Greetings to the group, and to Michael. I’ve been testing out EF for a little bit… and like many I am impressed all around. My library is 2.8GB, containing just over 10,000 records, but so far EF is handling all the data admirably. The RAM footprint is under 100 MB and search is amazingly fast. Having this identical library in DevonThink caused that program to consume 350MB at boot and over 750MB if tried to used any of its AI features (emphasis on ‘try’ because there were many beach balls to be had). So color me impressed… I think I’ll be sticking around
One question has come up during my experimenting with EF, however, and I hope you’ll indulge me in a discussion of it. One of the biggest assets to EF is that it stores everything in a normal folder structure, ensuring that everything can be read long into the future. In much the same vein, for the past several years I have always saved webpages in plain HTML format rather than Safari’s Webarchive because the latter is, so far as I know, a proprietary format only readable by Webkit-enabled applications. As such, I find capturing in plain HTML preferable for a number of reasons:
Data longevity. Despite being an open-source project, it is hard to assume that WebKit will be around forever, or that the latest OS incarnation of WebKit will always be able to read old Webarchives. However, so long as webpages are based on HTML, the OS rendering kit will always have to be able to parse .html files, so I see the latter as a much more secure format.

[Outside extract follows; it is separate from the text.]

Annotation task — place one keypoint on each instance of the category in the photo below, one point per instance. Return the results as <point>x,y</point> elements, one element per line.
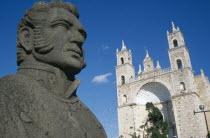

Web access from PCs. Another concern is that, should I ever want to put my EF directory structure in the cloud for web access, there’s a good chance that I would be accessing it on a PC without Safari.
Size. A typical news article on complex site can be over 600KB in Archive format, but only 70KB in HTML. This is over an 8x difference in size. I know hard drives will always get cheaper and bigger, but I think it’s advantageous to keep the library as lean as possible.
I realize that it would be simple enough to just use Safari’s save dialog to save as Plain HTML into the To Import folder, but I think that the Capture and Capture with Options features (along with the additional metadata they gather) are even more useful. I suppose what I am asking is… is it possible in the future for EF to capture as Plain HTML instead of a WebArchive? If such an option would be prohibitively difficult (or just not supported by the WebKit framework), I understand, but I thought I would suggest it, as a .html + metadata Capture would be ideal for my library.
Once again, much kudos to you Michael for making a data organization app that not just works, but works well.